FlashAttention is an IO-aware attention algorithm and set of fused GPU kernels that compute exact softmax attention while minimizing high-cost reads and writes to GPU DRAM. By tiling queries, keys, and values into on-chip SRAM and performing an online, numerically stable softmax, it avoids materializing the full n×n attention matrix, delivering major speed and memory gains for long sequences in training and inference.
What is FlashAttention?
FlashAttention restructures attention into blockwise computation held in shared memory. It streams K/V tiles, computes QK^T in chunks, updates running softmax statistics for stability, applies masks, and multiplies by V—all inside a fused kernel that reduces memory traffic. Successive versions expand support for causal/padding masks, variable-length packing, and mixed precision (BF16/FP16). Because it is exact (unlike sparse/low-rank approximations), model quality is preserved while throughput and attainable context length increase substantially.

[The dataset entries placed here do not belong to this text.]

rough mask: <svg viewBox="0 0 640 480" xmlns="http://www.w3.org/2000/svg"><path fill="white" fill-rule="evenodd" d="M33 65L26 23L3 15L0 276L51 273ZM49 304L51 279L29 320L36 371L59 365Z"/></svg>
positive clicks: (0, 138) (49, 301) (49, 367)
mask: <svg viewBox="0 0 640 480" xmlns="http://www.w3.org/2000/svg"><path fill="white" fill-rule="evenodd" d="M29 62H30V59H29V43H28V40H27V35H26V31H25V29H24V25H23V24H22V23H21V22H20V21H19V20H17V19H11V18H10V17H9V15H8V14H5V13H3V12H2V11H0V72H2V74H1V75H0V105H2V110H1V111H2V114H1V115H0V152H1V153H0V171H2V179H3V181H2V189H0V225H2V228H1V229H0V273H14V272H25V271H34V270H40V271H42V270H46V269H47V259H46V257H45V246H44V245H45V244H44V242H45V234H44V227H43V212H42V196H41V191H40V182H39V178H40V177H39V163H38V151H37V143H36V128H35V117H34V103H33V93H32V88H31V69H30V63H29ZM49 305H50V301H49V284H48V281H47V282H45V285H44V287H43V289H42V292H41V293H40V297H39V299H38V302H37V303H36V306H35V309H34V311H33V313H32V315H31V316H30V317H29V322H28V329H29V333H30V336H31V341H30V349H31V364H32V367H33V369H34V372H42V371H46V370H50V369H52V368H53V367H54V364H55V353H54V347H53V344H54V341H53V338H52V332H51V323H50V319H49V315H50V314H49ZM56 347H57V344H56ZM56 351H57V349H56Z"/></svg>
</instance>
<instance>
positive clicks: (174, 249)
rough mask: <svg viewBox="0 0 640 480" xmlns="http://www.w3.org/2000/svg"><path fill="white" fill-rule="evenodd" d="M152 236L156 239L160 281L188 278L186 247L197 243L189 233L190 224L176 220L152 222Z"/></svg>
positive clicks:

Where it’s used and why it matters
Attention is bandwidth-bound at long contexts. FlashAttention boosts tokens-per-second, lowers activation memory, and enables larger batches or longer windows on the same hardware. It is widely adopted across pretraining, fine-tuning, and inference, and composes with paged attention, KV-cache quantization, tensor parallelism, and speculative decoding for cumulative gains.
Examples
- Long-context serving: support 32K–200K token windows with manageable latency and memory.
- Training: raise effective batch size or sequence length without OOM by cutting activation memory.
- Fine-tuning: run instruction/RAG tuning at longer windows on fewer GPUs.
- Multimodal: accelerate attention over image patches or audio frames in transformers.
FAQs
- Is it approximate? No—FlashAttention computes exact softmax attention via an IO-efficient schedule.
- Hardware requirements? CUDA GPUs with fast on‑chip memory; exposed via PyTorch/xFormers and vendor kernels.
- Does it help short prompts? Benefits grow with sequence length; short contexts see modest speedups.
- Can it combine with other optimizations? Yes—KV caching, quantization, parallelism, and speculative decoding are orthogonal.
- Any caveats? Kernel availability varies by framework/GPU; poor sequence packing/padding reduces gains.